Atlantic University
- Type: Private university
- Established: 1930; 96 years ago
- Accreditation: DEAC
- President: Kevin J. Todeschi (CEO)
- Faculty: 25
- Administrative staff: 5
- Postgraduates: 116
- Location: Virginia Beach, Virginia, United States
- Campus: Urban;
- Website: atlanticuniv.edu

= Atlantic University =

University in Virginia, United States

Atlantic University is a private university in Virginia Beach, Virginia. The university is associated with Edgar Cayce's Association for Research and Enlightenment (A.R.E.), and its administrative offices are in the Don and Nancy de Laski Education Center on the main A.R.E. campus. The university is accredited by the Distance Education Accrediting Commission (DEAC) and licensed by the State Council of Higher Education for Virginia (SCHEV).

==History==
Atlantic University received its charter on April 29, 1930, with a goal of offering a liberal arts education through a holistic perspective. The university closed in 1931, but the charter was kept active. In the fall semester of 1985, Atlantic University reopened as a graduate school with a curriculum that focused on Transpersonal Studies. The first class graduated in 1989.
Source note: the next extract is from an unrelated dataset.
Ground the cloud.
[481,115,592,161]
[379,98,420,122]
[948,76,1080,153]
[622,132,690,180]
Initially the Master of Arts in Transpersonal Studies was offered as a residential program with a few independent study distance education options via a correspondence course model. Over the years, the ratio of distance to residential courses changed until the majority of courses were taught as distance education. The method of instruction of distance courses also changed from a correspondence course model to web-based courses to courses on CD. In 2010, the conversion to a truly online school with three semesters began. As the university changed, continuing education and personal enrichment courses were added. In 2017, the university changed from three 14-week semesters to four 12-week semesters allowing for students to complete their program more efficiently. In recent years, the Master of Arts in Transpersonal Studies was changed to Master of Arts in Transpersonal Psychology, thus making the program more accessible and understandable to the outside public. In addition to the Transpersonal psychology degree, Atlantic University offers a Master of Arts in Mindful Leadership, a Graduate Certificate in Regression Hypnosis, a Graduate Certificate in Mindful Leadership, a non-credit certificate in Spiritual Guidance Mentor Training, and Lifelong Learning certificates to adult learners.